The minor version increment from 0.5.0 to 0.6.0 correctly reflects the addition of new platform support and features.

---

27-31: Windows dependencies updated as recommended.

The windows-sys version has been updated to 0.61.2 as suggested in the previous review, addressing the outdated version concern. The platform-specific dependency scoping is correct.

---

24-24: The nix crate version 0.30.1 is valid and poses no known security concerns.

Verification confirms that version 0.30.1 of the nix crate exists on crates.io (published May 4, 2025), is not yanked, and has no known security advisories. The version is the latest in the 0.30.x series, and the crate repository is actively maintained.

---

40-40: Verified: cargo-husky version 1.x is available with the "user-hooks" feature.

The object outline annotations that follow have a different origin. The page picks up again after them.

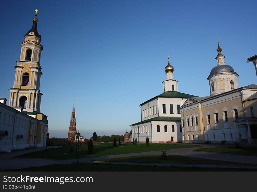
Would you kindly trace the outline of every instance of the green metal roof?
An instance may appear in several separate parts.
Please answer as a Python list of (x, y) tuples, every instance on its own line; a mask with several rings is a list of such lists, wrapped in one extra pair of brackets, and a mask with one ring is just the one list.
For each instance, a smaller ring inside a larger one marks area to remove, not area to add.
[(131, 125), (134, 125), (150, 121), (180, 121), (181, 117), (157, 117), (149, 119), (144, 120)]
[(158, 97), (169, 97), (170, 98), (187, 98), (190, 97), (197, 97), (198, 96), (195, 95), (189, 95), (189, 94), (187, 94), (185, 93), (180, 93), (180, 92), (178, 92), (178, 91), (166, 91), (160, 94), (159, 95), (153, 97), (151, 99), (150, 99), (144, 103), (141, 103), (139, 105), (142, 105), (143, 104), (150, 101), (151, 100), (154, 99)]

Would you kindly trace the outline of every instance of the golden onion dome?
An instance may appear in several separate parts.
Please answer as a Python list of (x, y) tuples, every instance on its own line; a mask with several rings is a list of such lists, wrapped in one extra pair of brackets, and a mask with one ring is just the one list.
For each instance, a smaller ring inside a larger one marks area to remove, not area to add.
[(167, 66), (165, 67), (164, 70), (166, 73), (173, 73), (173, 71), (174, 71), (174, 68), (171, 65), (171, 64), (170, 64), (170, 62), (169, 61), (168, 62), (168, 65), (167, 65)]
[(37, 18), (37, 16), (33, 18), (33, 22), (34, 21), (36, 21), (37, 23), (38, 22), (38, 19)]

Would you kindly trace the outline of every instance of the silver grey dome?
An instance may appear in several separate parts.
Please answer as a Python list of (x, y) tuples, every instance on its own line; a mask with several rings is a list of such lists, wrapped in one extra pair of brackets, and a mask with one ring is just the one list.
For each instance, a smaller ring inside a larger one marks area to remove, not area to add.
[(237, 74), (231, 66), (228, 65), (219, 65), (212, 68), (208, 78), (214, 75), (228, 73)]

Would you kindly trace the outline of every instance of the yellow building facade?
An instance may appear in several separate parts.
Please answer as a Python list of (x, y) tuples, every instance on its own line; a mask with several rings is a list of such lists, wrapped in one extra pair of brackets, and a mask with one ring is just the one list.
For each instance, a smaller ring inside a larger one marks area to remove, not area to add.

The latest 1.x version is 1.5.0 (stable, not yanked), which explicitly supports the user-hooks feature. The configuration correctly disables default features to selectively enable only user-hooks, making it appropriate for custom git hooks in a dev-dependency.

---

21-21: Dependency verified: interprocess v2.2 is secure and valid.

The interprocess crate version 2.2 exists (resolves to 2.2.3, released March 2025) with no known security advisories in the RustSec database. The tokio feature is properly defined in the crate and compatible with the specified version. No issues identified.